In un paese civile
Una settimana fa la Corte Costituzionale ha demolito il cuore della legge elettorale Italicum (che valeva soltanto per la Camera, si ricorderà), cancellando il folle ballottaggio fra liste e ripristinando il sacrosanto principio che in una Repubblica Parlamentare si eleggono i rappresentanti del popolo e non i governanti.
In un paese civile, minimamente civile, una classe dirigente degna di questo nome non attenderebbe la fine di febbraio per conoscere le motivazioni della sentenza: sfoglierebbe piuttosto la precedente sentenza 1/2014, che cancellò il Porcellum, e l’attuerebbe.

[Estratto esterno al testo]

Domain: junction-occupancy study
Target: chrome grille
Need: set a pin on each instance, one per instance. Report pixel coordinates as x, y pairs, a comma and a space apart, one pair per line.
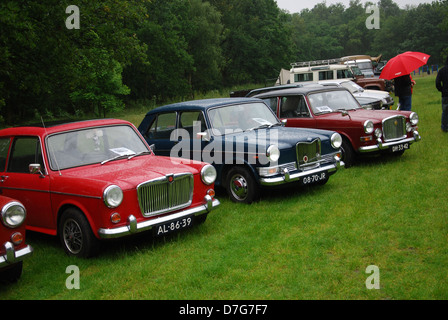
308, 153
394, 128
168, 193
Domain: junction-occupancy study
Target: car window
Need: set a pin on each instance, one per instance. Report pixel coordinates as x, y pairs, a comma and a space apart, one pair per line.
189, 119
4, 148
92, 145
162, 127
25, 151
326, 75
272, 103
294, 107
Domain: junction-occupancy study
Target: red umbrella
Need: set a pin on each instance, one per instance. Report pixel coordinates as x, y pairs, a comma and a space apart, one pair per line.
403, 64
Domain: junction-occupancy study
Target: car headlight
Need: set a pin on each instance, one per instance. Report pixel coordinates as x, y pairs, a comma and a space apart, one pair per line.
208, 174
368, 127
413, 118
378, 133
336, 140
13, 214
113, 196
273, 153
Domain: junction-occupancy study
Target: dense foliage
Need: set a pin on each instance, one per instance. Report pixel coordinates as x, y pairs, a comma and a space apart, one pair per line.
163, 49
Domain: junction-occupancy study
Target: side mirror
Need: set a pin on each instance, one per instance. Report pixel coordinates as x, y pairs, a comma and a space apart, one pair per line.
35, 168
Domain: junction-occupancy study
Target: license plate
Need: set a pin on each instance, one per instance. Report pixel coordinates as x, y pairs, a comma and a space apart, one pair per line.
173, 226
316, 177
400, 147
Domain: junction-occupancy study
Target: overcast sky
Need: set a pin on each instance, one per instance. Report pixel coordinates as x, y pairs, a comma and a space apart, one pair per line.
297, 5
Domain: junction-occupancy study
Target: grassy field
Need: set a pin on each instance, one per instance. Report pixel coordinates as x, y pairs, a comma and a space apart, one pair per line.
311, 243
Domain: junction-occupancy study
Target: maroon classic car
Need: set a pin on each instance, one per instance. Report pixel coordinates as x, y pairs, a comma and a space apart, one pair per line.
13, 249
99, 179
332, 108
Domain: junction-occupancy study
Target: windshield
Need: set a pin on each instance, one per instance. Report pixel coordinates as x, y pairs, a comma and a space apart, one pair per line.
93, 145
330, 101
353, 87
241, 118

Il nocciolo principale di quella sentenza non era mica il premio di maggioranza (e infatti la Corte non ha minimamente toccato la soglia dell’Italicum) ma la violazione del terzo articolo della Carta (l’uguaglianza dei cittadini) che veniva violata dal perverso meccanismo delle liste bloccate su circoscrizioni immense e dall’assenza di una diretta correlazione fra voto espresso ed il candidato eletto.

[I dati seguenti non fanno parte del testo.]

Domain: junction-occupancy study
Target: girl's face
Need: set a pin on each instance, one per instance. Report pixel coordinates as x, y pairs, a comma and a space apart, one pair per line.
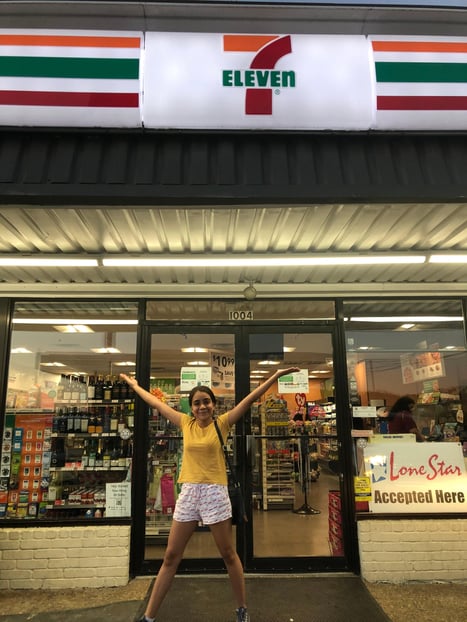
202, 408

Se ci fosse una vera classe dirigente non si attenderebbe che la Consulta spieghi come si dovrebbe scrivere una legge elettorale: si dividerebbe il territorio nazionale in tanti collegi uninominali quanti sono i deputati e i senatori da eleggere (depurandoli dalle circoscrizioni estere – una follia, a mio parere, ma ancora ci stanno – e dalle tutele delle minoranze e delle regioni meno popolate), si imporrebbe il vincolo di residenza nel collegio elettorale, si impedirebbe la pluricandidatura e si introdurrebbe il doppio turno di collegio sul modello francese per l’Assemblea Nazionale, che non prevede il ballottaggio a due come erroneamente la stampa lascia credere bensì fra tutti i candidati che superano una certa soglia (se la memoria non m’inganna il 12,5% dei voti). In questo modo, vuoi per i collegi piccoli, vuoi per l’univocità del parlamentare eletto, la rappresentatività del popolo sarebbe ultra garantita.
Se invece non si volesse perseguire questa strada e si preferisse il sistema proporzionale, le circoscrizioni in quel caso dovrebbero essere le più piccole possibile e che diano pochi candidati che però siano certi. Sarebbe una specie di collegio plurinominale dell’Italicum, con la differenza che introducendo il vincolo di residenza, il divieto delle pluricandidature e un numero di seggi certo per quella determinata circoscrizione, anche qui l’elettore saprebbe chi sono i loro rappresentanti (avviene qualcosa di simile in Maine per l’elezione dei grandi elettori del Presidente degli USA).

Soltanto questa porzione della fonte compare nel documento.